Als we waterstof zouden vervoeren via pijplijnen, dan is dat een federale bevoegdheid. Doen we dat via de weg of de waterweg om die waterstof in de haven te krijgen, dan is dat, wanneer het gaat over de veiligheid, een federale bevoegdheid maar voor het overige een gewestbevoegdheid. Wanneer het gaat over stockeren, gaat het inzake veiligheid over een federale bevoegdheid. Wanneer het gaat over overslag, is het een gewestelijke bevoegdheid enzovoort. Ik heb hier twee bladzijden discussie van een jurist gekregen over die bevoegdheidsverdeling. Die is inderdaad uitermate complex en we moeten dan ook nog eens een opsplitsing maken tussen de applicatie, de toepassing die een puur gewestelijke bevoegdheid is – daarvoor dient die ondersteuning uit het regeerakkoord en het relanceplan –, de productie en/of import waar de discussie is over welke kleur het gaat, transport en distributie en de veiligheidsaspecten.
Voor ons is het vooral een aandachtspunt dat het niet nuttig zou zijn om bovenop te voorzien in een zware regulering die dan moet worden uitgewerkt door de federale regulator.
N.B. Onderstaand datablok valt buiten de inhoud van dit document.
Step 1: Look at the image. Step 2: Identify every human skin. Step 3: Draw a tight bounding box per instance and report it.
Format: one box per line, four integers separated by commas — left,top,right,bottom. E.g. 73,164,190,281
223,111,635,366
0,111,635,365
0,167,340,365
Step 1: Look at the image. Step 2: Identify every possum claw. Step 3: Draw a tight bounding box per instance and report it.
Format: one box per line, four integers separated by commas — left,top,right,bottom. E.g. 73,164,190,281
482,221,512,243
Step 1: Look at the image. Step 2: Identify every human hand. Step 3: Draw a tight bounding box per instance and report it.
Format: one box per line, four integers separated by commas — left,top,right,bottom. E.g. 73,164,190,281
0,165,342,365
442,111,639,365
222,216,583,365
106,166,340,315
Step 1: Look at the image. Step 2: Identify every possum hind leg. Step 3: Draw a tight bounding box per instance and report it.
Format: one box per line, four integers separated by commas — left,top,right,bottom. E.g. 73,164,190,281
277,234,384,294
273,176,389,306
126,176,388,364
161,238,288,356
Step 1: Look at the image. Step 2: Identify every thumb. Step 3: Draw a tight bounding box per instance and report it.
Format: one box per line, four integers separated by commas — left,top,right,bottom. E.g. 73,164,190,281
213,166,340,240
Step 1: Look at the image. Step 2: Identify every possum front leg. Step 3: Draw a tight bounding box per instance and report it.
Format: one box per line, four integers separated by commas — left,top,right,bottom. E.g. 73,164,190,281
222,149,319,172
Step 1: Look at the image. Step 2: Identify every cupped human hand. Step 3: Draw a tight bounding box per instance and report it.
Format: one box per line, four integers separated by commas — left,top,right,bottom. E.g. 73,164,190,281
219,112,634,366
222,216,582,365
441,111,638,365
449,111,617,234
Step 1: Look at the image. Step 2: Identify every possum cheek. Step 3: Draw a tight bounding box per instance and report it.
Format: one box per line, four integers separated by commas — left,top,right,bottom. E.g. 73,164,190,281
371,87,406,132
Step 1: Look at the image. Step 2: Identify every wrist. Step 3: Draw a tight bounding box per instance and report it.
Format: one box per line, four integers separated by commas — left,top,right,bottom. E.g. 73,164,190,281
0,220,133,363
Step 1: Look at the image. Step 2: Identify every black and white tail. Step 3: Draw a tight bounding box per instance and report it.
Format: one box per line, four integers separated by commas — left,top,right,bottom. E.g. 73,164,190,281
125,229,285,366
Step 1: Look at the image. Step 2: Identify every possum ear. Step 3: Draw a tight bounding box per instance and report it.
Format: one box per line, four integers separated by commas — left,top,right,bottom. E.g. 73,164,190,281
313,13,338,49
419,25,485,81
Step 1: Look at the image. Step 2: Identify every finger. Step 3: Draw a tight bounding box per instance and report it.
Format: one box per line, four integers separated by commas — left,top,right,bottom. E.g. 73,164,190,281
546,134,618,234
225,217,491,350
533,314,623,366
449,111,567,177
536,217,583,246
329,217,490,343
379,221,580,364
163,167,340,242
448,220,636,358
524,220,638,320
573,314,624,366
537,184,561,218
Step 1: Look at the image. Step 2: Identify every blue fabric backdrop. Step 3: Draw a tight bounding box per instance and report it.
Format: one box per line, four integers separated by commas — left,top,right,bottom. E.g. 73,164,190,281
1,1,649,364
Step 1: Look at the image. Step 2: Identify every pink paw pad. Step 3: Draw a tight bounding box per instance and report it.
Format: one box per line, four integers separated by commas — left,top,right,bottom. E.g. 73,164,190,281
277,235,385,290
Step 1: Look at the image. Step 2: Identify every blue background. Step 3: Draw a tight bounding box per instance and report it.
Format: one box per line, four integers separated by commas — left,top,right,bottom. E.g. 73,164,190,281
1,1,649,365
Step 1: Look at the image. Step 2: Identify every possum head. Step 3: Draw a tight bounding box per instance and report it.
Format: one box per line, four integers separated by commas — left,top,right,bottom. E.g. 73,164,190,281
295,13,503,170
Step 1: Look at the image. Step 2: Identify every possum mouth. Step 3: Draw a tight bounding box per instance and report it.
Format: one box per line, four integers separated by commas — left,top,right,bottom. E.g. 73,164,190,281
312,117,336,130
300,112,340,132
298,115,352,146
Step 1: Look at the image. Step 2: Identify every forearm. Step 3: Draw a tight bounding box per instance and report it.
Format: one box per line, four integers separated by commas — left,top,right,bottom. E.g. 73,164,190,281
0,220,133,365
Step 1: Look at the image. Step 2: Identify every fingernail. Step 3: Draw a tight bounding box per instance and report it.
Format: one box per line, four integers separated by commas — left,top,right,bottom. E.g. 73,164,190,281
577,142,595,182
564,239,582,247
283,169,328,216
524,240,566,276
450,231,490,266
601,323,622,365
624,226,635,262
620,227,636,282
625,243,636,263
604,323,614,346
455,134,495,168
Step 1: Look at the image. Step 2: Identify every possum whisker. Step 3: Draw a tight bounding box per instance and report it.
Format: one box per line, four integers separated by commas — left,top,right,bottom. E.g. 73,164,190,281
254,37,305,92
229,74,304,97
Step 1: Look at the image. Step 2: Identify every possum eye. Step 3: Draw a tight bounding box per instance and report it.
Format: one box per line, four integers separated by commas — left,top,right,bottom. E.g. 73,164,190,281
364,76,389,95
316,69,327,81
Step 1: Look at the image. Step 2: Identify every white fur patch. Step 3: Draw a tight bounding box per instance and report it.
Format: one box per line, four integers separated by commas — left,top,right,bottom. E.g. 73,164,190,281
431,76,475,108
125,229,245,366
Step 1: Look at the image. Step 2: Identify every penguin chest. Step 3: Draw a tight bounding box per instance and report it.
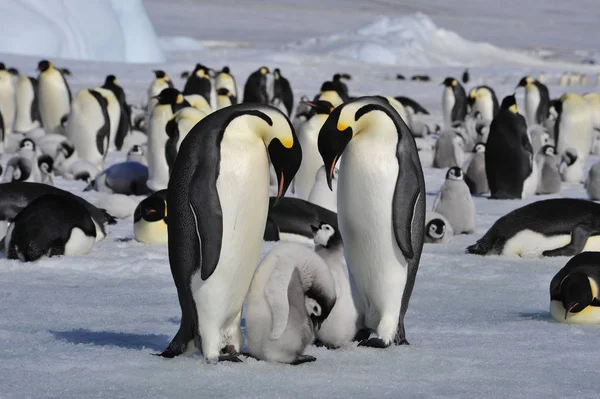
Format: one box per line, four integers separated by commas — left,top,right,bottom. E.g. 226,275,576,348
550,301,600,324
134,220,168,244
63,227,96,256
524,88,540,125
296,116,326,199
442,88,455,126
39,74,70,130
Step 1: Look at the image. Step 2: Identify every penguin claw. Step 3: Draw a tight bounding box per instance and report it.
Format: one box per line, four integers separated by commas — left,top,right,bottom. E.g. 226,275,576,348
358,337,389,349
290,355,317,365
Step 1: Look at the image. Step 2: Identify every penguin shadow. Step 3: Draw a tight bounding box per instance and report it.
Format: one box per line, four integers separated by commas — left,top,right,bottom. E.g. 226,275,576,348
50,328,170,351
518,311,551,321
114,237,133,243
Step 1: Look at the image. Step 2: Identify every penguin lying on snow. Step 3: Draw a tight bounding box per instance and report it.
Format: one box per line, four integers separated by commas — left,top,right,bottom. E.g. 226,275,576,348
467,199,600,257
246,243,336,364
550,251,600,324
425,212,454,244
85,162,151,196
5,194,97,262
134,190,168,244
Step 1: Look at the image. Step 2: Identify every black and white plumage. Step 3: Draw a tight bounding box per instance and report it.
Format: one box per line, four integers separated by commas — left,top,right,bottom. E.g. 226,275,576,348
517,76,550,126
425,212,454,244
464,142,489,195
183,63,214,106
126,144,147,166
14,74,40,134
442,77,467,128
37,60,71,134
102,75,131,150
536,145,561,195
271,68,293,117
467,86,499,122
133,190,168,244
215,66,238,104
37,154,54,185
432,167,475,234
243,66,269,105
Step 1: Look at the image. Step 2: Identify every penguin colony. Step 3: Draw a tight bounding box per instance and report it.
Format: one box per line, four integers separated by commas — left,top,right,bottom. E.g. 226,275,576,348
1,57,600,368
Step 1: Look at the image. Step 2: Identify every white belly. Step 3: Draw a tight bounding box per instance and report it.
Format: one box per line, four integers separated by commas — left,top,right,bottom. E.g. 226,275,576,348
0,75,16,133
473,96,494,122
501,230,600,257
134,220,168,244
66,90,106,170
308,177,337,212
14,76,39,134
442,88,455,128
556,108,593,164
146,106,172,191
64,227,96,256
294,115,326,200
38,72,70,133
550,301,600,324
215,74,237,97
525,87,540,126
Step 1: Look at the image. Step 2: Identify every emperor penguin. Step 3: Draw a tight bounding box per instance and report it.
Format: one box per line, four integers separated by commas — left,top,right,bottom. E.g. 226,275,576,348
294,100,334,200
37,60,71,134
468,86,499,122
243,66,270,105
464,142,489,195
65,89,111,171
550,252,600,324
147,88,190,192
14,74,41,134
165,106,208,171
93,87,121,153
442,77,467,128
312,222,359,349
5,194,97,262
85,161,150,196
214,66,238,104
307,165,338,212
292,95,313,132
466,198,600,257
38,155,54,185
585,161,600,200
246,243,336,364
271,68,294,117
183,63,215,108
146,70,173,114
318,96,425,348
332,73,351,98
554,93,593,183
127,144,147,166
432,167,476,234
102,75,131,150
216,88,236,110
159,103,302,363
424,212,454,244
516,76,550,126
3,157,36,183
316,81,348,107
183,94,212,115
0,63,16,137
462,68,469,84
536,145,561,195
133,189,168,244
485,95,537,199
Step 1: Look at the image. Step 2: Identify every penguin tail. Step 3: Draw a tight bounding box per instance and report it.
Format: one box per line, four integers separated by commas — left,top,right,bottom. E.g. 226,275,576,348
466,240,491,255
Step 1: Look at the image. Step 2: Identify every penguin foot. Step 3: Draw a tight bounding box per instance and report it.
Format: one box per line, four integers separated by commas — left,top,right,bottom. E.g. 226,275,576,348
290,355,317,365
313,339,325,347
218,354,243,363
352,329,371,342
358,338,389,349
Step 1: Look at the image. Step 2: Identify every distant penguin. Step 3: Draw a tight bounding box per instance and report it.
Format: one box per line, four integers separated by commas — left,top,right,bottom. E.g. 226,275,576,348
38,154,54,185
246,243,336,364
5,194,96,262
0,63,16,135
316,81,347,107
466,198,600,257
432,167,475,234
271,68,293,117
462,68,469,84
243,66,270,104
568,73,581,86
517,76,550,126
37,60,71,134
442,77,467,128
433,129,465,169
215,66,238,104
550,252,600,324
147,70,173,112
294,100,334,200
93,87,121,153
165,107,207,170
560,73,569,87
85,162,150,196
183,63,215,107
307,166,338,212
292,96,313,132
332,73,351,98
66,89,110,171
102,75,131,150
312,222,358,348
536,145,561,195
468,86,499,122
424,212,454,244
14,75,41,134
555,93,593,183
464,142,489,195
216,88,235,110
486,95,537,199
585,161,600,200
127,144,147,166
133,189,168,244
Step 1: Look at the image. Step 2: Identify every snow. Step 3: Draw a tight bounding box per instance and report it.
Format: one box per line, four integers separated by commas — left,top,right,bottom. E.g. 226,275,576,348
2,0,600,397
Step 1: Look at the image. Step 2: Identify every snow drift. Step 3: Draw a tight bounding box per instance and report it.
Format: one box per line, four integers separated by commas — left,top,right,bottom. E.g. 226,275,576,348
0,0,165,63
Als we dat doen, dan leggen we veel te veel regels op waardoor de private markt die ook zou moeten spelen, zeker wanneer het gaat over productie en/of import, voor een stuk zou worden gefnuikt. Ik ga akkoord dat men dit doet inzake veiligheidsaspecten want dat is een federale bevoegdheid. Er valt ook iets voor te zeggen dat men dit doet inzake transport want transport, elektriciteit en aardgas zijn ook een federale bevoegdheid. Maar wat doen we dan met distributie tussen twee bedrijven?
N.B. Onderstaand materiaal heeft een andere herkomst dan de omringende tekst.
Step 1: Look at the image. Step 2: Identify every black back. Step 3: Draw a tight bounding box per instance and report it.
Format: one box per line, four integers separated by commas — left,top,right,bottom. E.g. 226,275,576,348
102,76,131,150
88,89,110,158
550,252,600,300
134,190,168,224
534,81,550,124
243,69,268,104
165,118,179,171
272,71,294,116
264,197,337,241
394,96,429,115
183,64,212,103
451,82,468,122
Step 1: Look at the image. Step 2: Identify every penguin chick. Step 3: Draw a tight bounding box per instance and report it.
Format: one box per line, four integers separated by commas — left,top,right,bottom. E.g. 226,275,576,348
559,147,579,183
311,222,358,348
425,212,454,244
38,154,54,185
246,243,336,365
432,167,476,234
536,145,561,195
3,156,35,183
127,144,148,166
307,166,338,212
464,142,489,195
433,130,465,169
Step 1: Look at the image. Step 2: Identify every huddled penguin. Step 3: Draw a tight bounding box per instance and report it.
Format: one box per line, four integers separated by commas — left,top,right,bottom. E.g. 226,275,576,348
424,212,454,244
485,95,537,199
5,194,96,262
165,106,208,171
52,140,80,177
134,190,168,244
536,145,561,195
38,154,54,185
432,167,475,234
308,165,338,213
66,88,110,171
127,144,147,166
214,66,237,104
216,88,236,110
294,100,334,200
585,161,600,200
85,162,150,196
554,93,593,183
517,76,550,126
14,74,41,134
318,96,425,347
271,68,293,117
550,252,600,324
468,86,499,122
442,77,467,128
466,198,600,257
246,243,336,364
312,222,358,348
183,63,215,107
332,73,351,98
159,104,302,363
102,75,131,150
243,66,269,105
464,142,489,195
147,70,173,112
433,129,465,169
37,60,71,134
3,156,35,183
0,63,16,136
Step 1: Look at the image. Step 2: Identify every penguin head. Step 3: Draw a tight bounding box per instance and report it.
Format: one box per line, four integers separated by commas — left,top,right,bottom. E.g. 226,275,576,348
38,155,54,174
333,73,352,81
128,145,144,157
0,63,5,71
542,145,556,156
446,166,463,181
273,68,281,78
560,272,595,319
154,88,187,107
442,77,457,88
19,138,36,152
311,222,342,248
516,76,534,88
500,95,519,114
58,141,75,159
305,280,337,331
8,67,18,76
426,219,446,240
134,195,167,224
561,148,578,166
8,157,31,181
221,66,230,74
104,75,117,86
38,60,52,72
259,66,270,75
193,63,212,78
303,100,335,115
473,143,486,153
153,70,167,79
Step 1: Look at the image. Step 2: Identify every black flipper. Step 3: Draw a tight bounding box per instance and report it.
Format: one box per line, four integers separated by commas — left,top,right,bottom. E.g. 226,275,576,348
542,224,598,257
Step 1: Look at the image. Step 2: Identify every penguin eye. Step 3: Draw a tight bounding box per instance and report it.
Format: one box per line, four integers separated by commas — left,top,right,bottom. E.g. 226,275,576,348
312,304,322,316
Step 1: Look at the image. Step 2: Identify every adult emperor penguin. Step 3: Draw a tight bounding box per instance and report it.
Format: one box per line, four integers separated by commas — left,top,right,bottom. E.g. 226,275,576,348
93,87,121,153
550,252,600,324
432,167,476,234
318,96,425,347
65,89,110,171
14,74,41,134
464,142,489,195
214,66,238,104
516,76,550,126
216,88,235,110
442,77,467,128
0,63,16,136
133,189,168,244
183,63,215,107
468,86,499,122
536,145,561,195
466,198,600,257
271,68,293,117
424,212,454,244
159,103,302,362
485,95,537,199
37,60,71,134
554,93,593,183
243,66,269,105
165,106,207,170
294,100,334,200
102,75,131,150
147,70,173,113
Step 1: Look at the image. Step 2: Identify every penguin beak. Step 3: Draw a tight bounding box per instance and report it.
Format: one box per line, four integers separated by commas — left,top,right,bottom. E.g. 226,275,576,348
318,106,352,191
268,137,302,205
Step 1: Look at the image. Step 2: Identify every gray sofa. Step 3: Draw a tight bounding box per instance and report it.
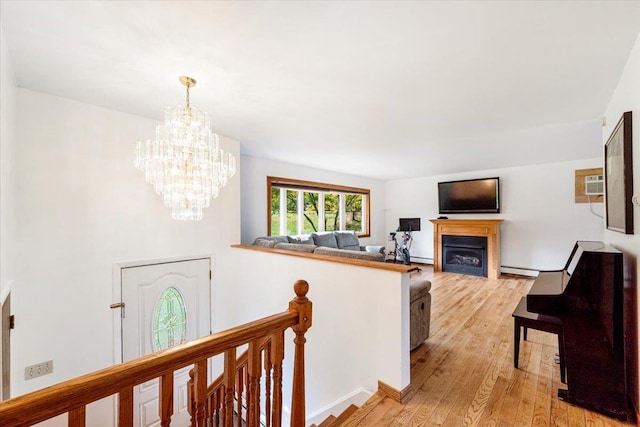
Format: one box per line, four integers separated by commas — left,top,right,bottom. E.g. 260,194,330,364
252,231,385,262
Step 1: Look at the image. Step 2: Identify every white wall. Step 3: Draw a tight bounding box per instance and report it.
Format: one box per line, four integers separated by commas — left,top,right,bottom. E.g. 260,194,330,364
11,89,241,424
240,155,386,246
602,31,640,410
385,158,605,272
227,247,410,425
0,24,18,401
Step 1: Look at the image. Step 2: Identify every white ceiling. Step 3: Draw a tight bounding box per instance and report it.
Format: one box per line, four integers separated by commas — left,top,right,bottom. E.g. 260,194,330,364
1,1,639,180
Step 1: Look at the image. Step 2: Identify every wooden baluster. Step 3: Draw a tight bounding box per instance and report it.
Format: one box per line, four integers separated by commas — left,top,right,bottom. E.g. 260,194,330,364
289,280,312,427
119,387,134,427
159,372,174,427
245,362,250,425
216,387,223,426
223,349,237,427
242,362,248,426
271,330,284,427
193,360,208,427
236,364,244,427
265,339,273,427
212,388,219,427
68,406,86,427
188,368,195,426
187,368,196,427
212,386,219,427
248,340,262,427
205,394,210,427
Er zijn eigenlijk nog heel wat bijkomende vragen, die ik nu niet als een vraag beschouw, omdat dit voer zal zijn voor een latere discussie. Misschien moeten we daar zelfs eens een hoorzitting aan wijden. Daarvoor moet eerst duidelijker zijn wat er federaal al beslist werd. Werd door Deloitte gewoon een ballonnetje opgelaten in de media? Dat kan ook, dat er nog niets concreets beslist is. Als er nog niets concreets beslist werd door minister Van der Straeten, dan is het moeilijk om te discussiëren over de bevoegdheidsverdeling en over hun visie. Zodra men verder staat op dit vlak, zou ik het wel interessant vinden om een hoorzitting te organiseren waarbij verder gediscussieerd kan worden over beide visies en over de bevoegdheidsverdeling.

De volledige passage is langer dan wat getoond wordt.